And yet, according Ian Judge, who programmed the 70mm & Widescreen Festival—which runs at the theater through September 25th—it took seven years to amass the tools necessary to screen classics like Lawrence in their original format. Much of the equipment had to be custom-made because it isn’t manufactured anymore, and the few remaining technicians with knowledge of the process were busy outfitting multiplexes with digital projectors. But from this small beginning came a big payoff: The Somerville Theatre is now the only local theater equipped to play 70mm films on a regular basis.

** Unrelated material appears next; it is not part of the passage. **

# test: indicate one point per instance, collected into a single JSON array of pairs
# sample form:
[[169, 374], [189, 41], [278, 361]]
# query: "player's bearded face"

“Somerville is really a small town next to Boston,” Judge says. “And here, we have this very rare thing that Boston doesn’t even have, and I think most people aren’t cognizant of it.”
He hopes to change that perception by making the festival an annual event.
“There’s nothing like it,” he says, referring to the widescreen process adopted by Hollywood in the 1950s, to stave off television’s erosion of the movie audience. One critic who came to a test screening of West Side Story told Judge that the picture was so vivid he could see the fillings in Natalie Wood’s teeth.
Acquiring the prints was a challenge. With the advent of digital, old movies have never been more accessible—and yet, their original negatives are often poorly maintained. The Somerville’s Theatre’s head projectionist, David Kornfeld, describes the first copy they obtained of Lawrence bluntly: “It sucked.”
Despite the rigor that went into curating the festival, though, Judge insists that the theater is in the entertainment business. “We are not a museum,” he says. “One thing I treasure as someone who grew up in Somerville is that we’re not pretentious.”
Thus, the lineup mixes rarities like The Vikings—starring a flaxen-haired Kirk Douglas—with crowd-pleasing spectacles like Spartacus and The Ten Commandments; sci-fi epics like Interstellar, Tron, and 2001: A Space Odyssey; and the only existing 70mm print of Disney’s Sleeping Beauty.
“There’s something for everybody,” he says, echoing an era when big things were made for big screens.